ROIBOOS CRÈME BRULÉE
Crème Brulée, but not as you know it! I've altered one of my favourite desserts by infusing the silky custard with roiboos tea. With a honey and caramel flavour, the South African herb compliments the rich French vanilla crème wonderfully.
1/2 Vanilla Pod
40cl Double Creme
5 Roiboos Tea Bags
5 Egg Yolks
Demerara Sugar, for sprinkling
1. Pour the milk and creme in a medium pan with the roiboos tea bags. Cut the vanilla pod lengthways, scrape the seeds into the milk & creme mixture, and place over medium heat.

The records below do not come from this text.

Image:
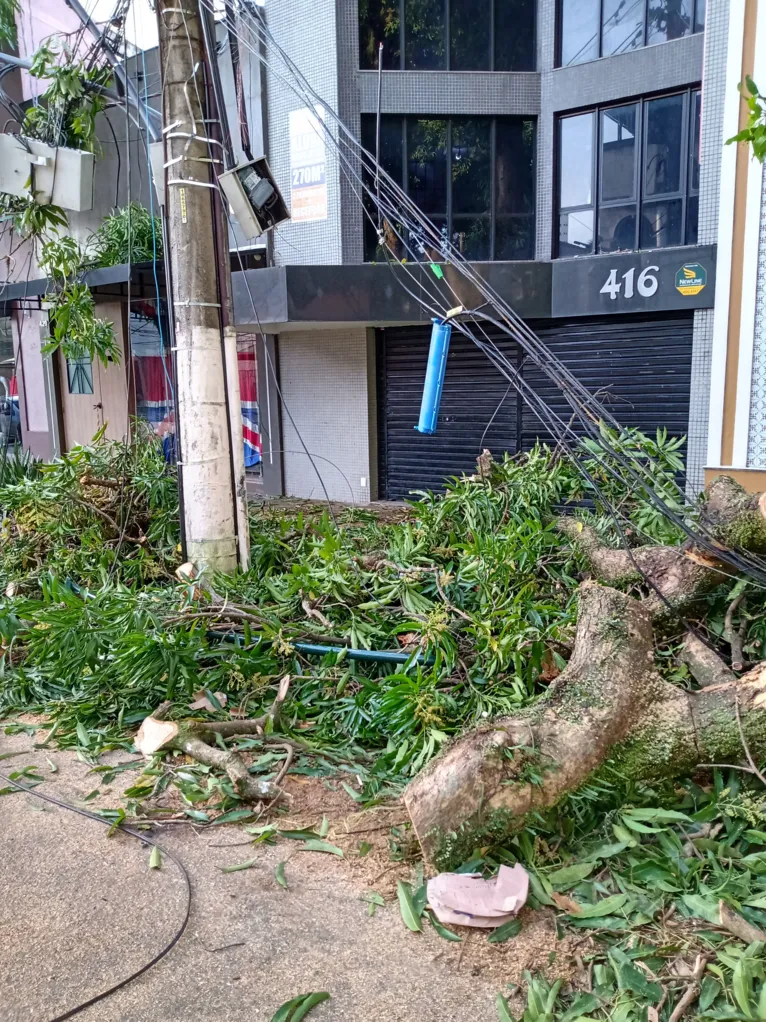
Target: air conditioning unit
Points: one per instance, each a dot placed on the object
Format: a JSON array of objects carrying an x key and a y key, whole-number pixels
[
  {"x": 51, "y": 175},
  {"x": 254, "y": 197}
]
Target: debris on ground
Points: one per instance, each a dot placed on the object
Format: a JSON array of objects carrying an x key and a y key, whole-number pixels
[
  {"x": 599, "y": 711},
  {"x": 469, "y": 899}
]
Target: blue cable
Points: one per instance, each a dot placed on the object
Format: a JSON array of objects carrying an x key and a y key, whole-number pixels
[{"x": 154, "y": 236}]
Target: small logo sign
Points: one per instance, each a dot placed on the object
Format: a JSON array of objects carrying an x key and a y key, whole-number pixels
[{"x": 691, "y": 278}]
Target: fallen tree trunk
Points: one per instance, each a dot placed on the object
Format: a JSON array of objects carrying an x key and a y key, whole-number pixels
[{"x": 608, "y": 706}]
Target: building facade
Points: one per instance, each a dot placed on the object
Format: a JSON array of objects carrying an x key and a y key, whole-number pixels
[{"x": 574, "y": 149}]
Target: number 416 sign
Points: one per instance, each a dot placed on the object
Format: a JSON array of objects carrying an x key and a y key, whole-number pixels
[{"x": 645, "y": 284}]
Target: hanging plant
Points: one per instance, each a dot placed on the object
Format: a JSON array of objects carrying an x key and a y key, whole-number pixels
[
  {"x": 76, "y": 330},
  {"x": 130, "y": 234},
  {"x": 65, "y": 113}
]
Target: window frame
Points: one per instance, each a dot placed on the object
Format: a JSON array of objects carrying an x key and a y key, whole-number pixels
[
  {"x": 697, "y": 6},
  {"x": 446, "y": 5},
  {"x": 684, "y": 193},
  {"x": 492, "y": 216}
]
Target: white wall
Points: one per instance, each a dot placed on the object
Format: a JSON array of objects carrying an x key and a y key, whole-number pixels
[{"x": 324, "y": 381}]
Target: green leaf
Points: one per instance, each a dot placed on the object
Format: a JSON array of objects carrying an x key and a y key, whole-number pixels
[
  {"x": 314, "y": 844},
  {"x": 709, "y": 990},
  {"x": 740, "y": 988},
  {"x": 504, "y": 1012},
  {"x": 233, "y": 817},
  {"x": 703, "y": 907},
  {"x": 582, "y": 1004},
  {"x": 606, "y": 907},
  {"x": 541, "y": 889},
  {"x": 570, "y": 875},
  {"x": 606, "y": 850},
  {"x": 407, "y": 907},
  {"x": 312, "y": 1000},
  {"x": 510, "y": 929},
  {"x": 630, "y": 977},
  {"x": 657, "y": 816},
  {"x": 420, "y": 898},
  {"x": 248, "y": 864},
  {"x": 198, "y": 815}
]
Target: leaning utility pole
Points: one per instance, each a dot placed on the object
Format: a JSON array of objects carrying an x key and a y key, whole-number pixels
[{"x": 205, "y": 448}]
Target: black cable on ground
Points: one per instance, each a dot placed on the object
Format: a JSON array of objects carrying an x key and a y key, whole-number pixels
[{"x": 144, "y": 839}]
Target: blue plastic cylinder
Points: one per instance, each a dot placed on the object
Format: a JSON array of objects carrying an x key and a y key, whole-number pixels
[{"x": 435, "y": 371}]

Once it just starts to lightly simmer, take the pan off the heat, leave the roiboos tea bags in and let them infuse for 20 minutes.

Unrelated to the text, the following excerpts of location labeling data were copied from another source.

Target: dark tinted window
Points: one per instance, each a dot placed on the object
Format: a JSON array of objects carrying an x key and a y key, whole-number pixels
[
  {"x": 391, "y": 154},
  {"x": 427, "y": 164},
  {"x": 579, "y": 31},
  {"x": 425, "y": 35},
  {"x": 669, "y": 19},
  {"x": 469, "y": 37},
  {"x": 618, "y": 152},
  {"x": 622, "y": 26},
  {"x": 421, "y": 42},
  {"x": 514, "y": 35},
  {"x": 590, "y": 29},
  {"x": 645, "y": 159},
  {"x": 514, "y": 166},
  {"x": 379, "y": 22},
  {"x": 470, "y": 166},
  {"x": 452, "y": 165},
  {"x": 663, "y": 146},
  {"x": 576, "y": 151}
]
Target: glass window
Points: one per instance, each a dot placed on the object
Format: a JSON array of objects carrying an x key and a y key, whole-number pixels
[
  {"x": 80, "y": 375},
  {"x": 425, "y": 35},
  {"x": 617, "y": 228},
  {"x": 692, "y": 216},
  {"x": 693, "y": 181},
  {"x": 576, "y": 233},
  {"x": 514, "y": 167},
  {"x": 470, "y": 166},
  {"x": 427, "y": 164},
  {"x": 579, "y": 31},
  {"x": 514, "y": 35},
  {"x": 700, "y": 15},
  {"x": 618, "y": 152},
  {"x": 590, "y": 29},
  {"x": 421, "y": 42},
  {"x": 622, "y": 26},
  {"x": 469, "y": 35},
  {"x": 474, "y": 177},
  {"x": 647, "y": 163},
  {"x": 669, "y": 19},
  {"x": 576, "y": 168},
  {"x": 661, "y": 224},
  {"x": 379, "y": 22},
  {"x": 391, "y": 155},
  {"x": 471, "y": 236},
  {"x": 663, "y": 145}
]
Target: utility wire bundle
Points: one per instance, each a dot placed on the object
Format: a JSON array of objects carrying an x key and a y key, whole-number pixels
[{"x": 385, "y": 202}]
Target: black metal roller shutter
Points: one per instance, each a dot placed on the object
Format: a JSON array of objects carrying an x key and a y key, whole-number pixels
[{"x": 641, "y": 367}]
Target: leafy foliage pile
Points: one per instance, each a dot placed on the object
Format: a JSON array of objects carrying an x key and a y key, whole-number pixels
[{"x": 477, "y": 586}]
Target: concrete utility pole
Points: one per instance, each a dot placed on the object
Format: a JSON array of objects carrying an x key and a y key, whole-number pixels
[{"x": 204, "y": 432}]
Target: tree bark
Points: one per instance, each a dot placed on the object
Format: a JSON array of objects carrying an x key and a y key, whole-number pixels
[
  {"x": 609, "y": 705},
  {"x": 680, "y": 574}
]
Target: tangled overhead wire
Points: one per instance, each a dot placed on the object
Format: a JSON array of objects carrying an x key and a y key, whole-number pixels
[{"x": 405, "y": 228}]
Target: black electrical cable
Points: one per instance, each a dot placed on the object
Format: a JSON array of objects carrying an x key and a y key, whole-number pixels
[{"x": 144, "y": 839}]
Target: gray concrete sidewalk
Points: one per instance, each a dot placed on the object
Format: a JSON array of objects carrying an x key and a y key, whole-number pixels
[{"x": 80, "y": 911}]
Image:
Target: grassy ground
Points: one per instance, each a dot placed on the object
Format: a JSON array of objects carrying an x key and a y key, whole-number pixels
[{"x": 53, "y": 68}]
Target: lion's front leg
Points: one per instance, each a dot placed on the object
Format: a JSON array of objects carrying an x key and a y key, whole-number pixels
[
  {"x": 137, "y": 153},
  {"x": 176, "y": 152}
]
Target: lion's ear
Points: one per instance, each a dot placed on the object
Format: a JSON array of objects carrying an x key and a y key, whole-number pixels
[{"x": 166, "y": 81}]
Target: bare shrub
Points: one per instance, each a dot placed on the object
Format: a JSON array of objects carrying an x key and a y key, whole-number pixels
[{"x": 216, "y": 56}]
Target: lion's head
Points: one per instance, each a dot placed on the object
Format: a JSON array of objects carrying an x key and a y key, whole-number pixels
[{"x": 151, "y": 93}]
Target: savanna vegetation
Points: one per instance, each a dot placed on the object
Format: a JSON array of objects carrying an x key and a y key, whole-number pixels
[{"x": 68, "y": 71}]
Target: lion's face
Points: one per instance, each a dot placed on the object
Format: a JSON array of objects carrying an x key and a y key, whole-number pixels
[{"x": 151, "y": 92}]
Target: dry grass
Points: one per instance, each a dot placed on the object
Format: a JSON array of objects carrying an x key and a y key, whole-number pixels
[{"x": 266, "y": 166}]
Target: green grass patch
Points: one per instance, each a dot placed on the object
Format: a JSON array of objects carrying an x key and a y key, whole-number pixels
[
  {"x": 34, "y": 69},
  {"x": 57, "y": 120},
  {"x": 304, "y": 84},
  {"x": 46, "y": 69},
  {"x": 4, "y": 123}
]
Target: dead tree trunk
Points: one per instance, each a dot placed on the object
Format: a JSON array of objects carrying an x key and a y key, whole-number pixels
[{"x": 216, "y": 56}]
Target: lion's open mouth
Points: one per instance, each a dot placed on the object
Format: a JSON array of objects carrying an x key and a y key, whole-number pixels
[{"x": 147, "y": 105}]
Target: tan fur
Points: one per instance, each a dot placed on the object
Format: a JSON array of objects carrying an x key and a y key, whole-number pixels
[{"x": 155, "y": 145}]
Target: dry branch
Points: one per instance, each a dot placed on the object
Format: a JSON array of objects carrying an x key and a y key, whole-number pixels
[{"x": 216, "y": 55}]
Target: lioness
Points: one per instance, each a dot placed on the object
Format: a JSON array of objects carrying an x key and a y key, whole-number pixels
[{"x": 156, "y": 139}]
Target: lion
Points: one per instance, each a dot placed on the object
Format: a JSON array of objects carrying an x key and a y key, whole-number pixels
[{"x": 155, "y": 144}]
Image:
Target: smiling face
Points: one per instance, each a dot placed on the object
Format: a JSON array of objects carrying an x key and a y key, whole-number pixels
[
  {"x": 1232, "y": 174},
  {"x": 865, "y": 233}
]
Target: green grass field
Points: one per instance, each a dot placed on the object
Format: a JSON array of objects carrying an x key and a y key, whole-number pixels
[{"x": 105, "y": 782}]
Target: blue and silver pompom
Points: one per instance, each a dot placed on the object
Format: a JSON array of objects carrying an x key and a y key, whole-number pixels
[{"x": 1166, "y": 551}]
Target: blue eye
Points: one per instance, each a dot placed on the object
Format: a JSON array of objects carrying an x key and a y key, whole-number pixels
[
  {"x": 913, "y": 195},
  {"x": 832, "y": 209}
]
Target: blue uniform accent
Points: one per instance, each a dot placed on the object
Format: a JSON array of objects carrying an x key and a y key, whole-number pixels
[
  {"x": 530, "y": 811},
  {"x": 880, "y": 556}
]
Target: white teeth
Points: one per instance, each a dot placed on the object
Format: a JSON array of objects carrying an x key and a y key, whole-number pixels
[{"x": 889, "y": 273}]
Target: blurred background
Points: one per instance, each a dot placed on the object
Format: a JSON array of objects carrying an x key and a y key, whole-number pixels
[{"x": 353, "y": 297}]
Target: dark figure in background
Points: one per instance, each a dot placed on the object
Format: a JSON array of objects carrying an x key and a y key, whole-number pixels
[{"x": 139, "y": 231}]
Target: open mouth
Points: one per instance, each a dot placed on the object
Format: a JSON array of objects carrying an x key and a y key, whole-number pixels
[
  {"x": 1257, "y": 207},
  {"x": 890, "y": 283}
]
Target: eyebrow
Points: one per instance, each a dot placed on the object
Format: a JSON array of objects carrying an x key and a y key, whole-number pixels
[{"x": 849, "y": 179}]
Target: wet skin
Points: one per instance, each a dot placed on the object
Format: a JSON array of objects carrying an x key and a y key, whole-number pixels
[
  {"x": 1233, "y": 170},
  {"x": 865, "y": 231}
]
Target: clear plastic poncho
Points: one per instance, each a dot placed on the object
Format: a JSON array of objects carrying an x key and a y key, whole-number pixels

2. In the meantime, combine the egg yolks and sugar in a bowl, using a wooden spoon until the mixture turns a white colour.

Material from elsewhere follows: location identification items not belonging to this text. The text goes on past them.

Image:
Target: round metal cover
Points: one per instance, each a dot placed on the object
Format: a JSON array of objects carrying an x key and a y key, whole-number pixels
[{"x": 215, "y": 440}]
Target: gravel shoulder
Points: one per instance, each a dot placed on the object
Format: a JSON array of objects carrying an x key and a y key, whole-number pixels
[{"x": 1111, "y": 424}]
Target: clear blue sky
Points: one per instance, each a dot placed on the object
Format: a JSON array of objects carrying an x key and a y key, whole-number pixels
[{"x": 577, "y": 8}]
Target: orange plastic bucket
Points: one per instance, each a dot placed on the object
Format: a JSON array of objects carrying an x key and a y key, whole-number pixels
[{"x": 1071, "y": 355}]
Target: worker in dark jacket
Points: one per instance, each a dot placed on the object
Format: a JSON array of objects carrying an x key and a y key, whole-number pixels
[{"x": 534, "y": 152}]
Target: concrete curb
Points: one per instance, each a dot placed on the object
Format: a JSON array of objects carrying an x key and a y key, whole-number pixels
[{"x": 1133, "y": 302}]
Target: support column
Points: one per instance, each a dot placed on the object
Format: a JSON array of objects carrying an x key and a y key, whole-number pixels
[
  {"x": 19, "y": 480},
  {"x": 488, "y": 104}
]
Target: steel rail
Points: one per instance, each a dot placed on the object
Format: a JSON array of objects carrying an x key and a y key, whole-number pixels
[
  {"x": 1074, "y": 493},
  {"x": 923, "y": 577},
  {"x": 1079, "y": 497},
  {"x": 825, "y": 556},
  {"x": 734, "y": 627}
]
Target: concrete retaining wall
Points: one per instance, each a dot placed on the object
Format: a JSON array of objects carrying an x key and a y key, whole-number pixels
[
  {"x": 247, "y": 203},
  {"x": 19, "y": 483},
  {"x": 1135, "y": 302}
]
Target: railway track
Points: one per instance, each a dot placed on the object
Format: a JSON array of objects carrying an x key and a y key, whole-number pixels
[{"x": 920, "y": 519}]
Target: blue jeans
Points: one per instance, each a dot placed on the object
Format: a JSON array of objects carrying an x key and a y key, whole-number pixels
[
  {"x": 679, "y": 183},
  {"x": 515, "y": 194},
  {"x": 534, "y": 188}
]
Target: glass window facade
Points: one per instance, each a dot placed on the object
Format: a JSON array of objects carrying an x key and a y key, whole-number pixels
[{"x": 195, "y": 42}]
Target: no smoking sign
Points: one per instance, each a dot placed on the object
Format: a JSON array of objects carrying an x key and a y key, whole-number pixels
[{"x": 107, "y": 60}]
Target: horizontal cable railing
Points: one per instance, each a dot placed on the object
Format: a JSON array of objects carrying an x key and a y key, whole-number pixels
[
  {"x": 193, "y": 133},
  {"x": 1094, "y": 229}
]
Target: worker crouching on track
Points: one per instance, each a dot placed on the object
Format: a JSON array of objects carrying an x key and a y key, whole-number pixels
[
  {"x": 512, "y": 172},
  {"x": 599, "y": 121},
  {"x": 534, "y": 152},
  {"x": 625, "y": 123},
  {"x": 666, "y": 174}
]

3. Slowly add in the milk & creme mixture and mix well. Pour into ramekins, cover in cling film and leave in the fridge for 2 hours minimum.
4. Turn the oven on and preheat at 95˚C. Place the ramekins delicately in the oven and bake for 1h to 1h15 minutes. The custards should be just set. Once cooled, keep them in the fridge.
5. When ready to serve, uncover the ramekins - if any condensation has collected on the custard, gently place a paper towel on the surface to soak up the moisture. Sprinkle evenly each custard ramekins with a teaspoon of demerara sugar. Brulée the top using a hand held blowtorch held 10-12cm away from the sugar. Move the flame over the sugar in a slow and even motion, until golden brown. Serve once it has cooled slightly.